Les diamants de conflit aujourd’hui

Au sein de l’industrie du diamant, certains aiment à dire que les diamants du conflit n’ont jamais représenté plus que 4 % du total de la production mondiale de diamants et qu’aujourd’hui, ils n’en représentent qu’une fraction de 1 %. Toutefois, du milieu à la fin des années 1990, les diamants du conflit représentaient jusqu’à 15 % du total mondial — un chiffre qui s’appuie sur les cas bien documentés d’hémorragie de diamants quittant l’Angola, la RDC et la Sierra Leone.

Bien que le PK ait sans aucun doute réduit le flux des diamants du conflit, il est difficile de quantifier avec exactitude les niveaux actuels de diamants illicites dans la chaîne d’approvisionnement. La raison est autant une question d’histoire que de définition.

D’une part, les guerres alimentées par les diamants en Angola, au Liberia et en Sierra Leone ont pris fin.
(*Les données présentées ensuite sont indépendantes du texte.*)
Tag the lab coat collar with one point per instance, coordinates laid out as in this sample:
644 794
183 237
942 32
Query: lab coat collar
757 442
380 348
La situation politique en République démocratique du Congo est fragile, et bien qu’il soit possible que les diamants alimentent une part de l’instabilité, il n’y a pas de foyers majeurs de diamants du conflit tels qu’habituellement définis. La République centrafricaine, de même que le Nord de la Côte d'Ivoire, qui était sous le contrôle des rebelles jusqu’aux élections de 2011, sont les seules sources récentes de diamants du conflit.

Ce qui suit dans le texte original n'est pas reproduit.